Chez Laurent Ruquier

CHEZ LAURENT RUQUIER

 

 

 

 

L’an dernier, à la rentrée, je fus un peu connue.

Lors de la pré-rentrée des enseignants, après la pause croissants du personnel en salle de cantine, j’entendis deux femmes du collège discuter :

« Il y a Marie Pra ici.

-Qui est-elle ?

-Il y en a trois. Une qui est morte âgée, une qui écrit et une qui poste des photos famille.

-Laquelle préfères-tu ?

-Celle qui écrit. »

Je fus rudement flattée. La principale du collège m’évoqua aussi et dit sur un ton bienveillant : « Pour la petite Marie Pra, E », ce qui signifiait que mon passage n’était pas à l’ordre du jour et se ferait dans la discrétion.

« C’est qui Marie Pra ? demanda une enseignante à la fin de la réunion. C’est celle qui fait scandale lors de cette rentrée ? »

Une collègue me regarda, mais je n’osai rien dire. Un bouche-à-oreille miraculeux m’avait distinguée. Depuis, cela ne s’est plus reproduit, et le succès semble avoir bien fui.

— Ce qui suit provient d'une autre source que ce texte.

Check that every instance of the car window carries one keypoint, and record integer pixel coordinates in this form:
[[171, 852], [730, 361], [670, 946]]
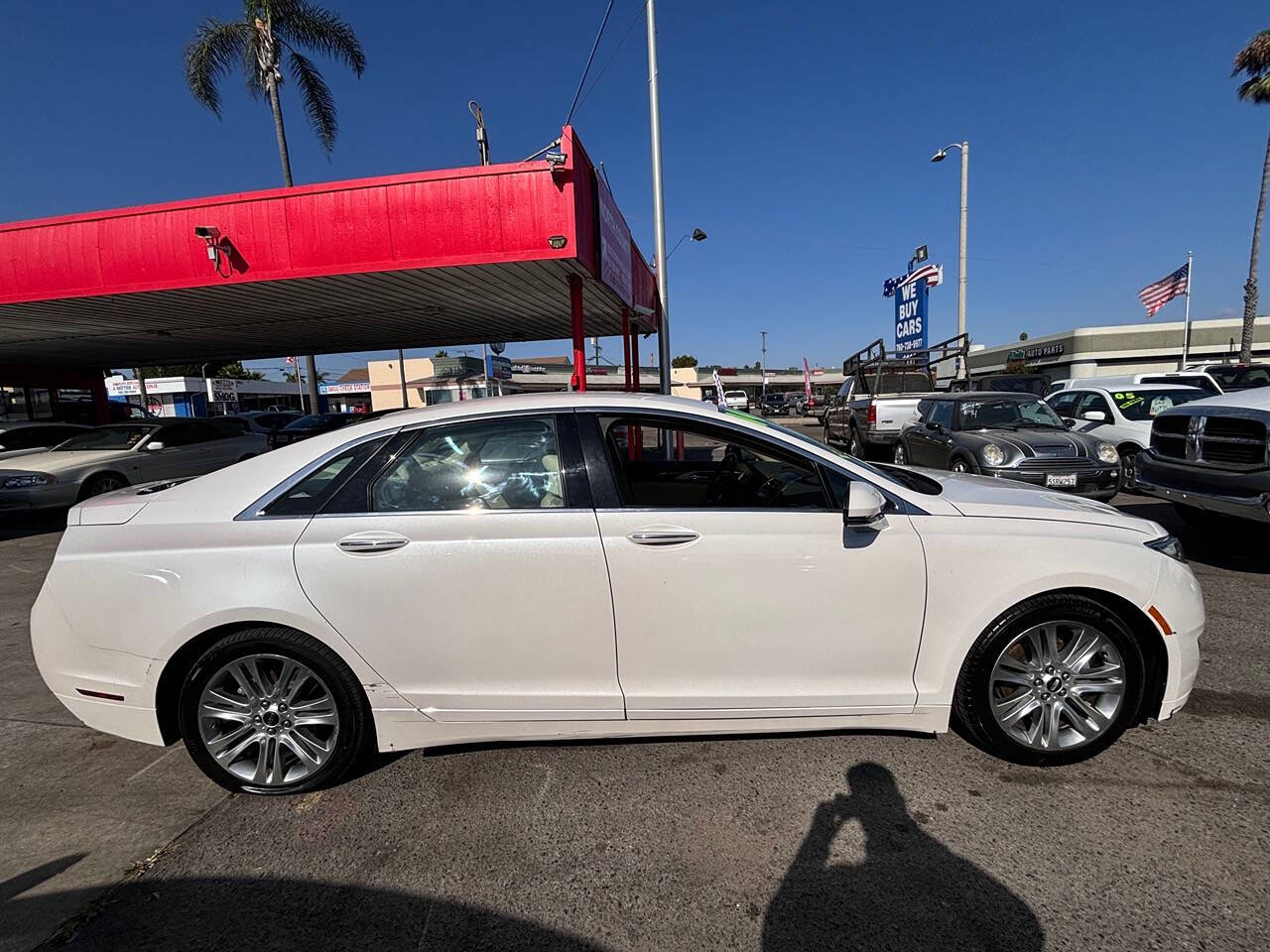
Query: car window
[[1065, 403], [1146, 404], [310, 494], [506, 463], [690, 465], [1092, 402], [186, 434], [940, 413]]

Le célèbre animateur Laurent Ruquier semble avoir eu vent lui aussi de ce bouche-à-oreille. J’avais déjà follement postulé pour devenir chroniqueuse dans son émission, et il fit un petit geste pour moi dont je me souviendrai toujours.

J’étais allée plusieurs fois assister au tournage d’On n’est pas couché ; il dure trois ou quatre heures ; à l’entrée, on nous distribue un sandwich et les spectateurs font la queue sur des escaliers descendant au studio rutilant :  tout autour de la scène, des sièges en blanc pour eux. Certains viennent de l’étranger rien que pour assister à l’émission. Au-dessus de la scène, un écran géant où se lisent les images captées par les caméras. Quand le tournage commence, un animateur stimule la salle et demande aux jeunes spectateurs de beugler leur enthousiasme. Survient Laurent Ruquier : il est dégingandé ; est-ce le maquillage, ou l’âge, ou la lumière, il semble avoir la peau un peu craquelée. « Je suis fan de toi », lui dis-je une fois – ce qui n’a pas toujours été le cas.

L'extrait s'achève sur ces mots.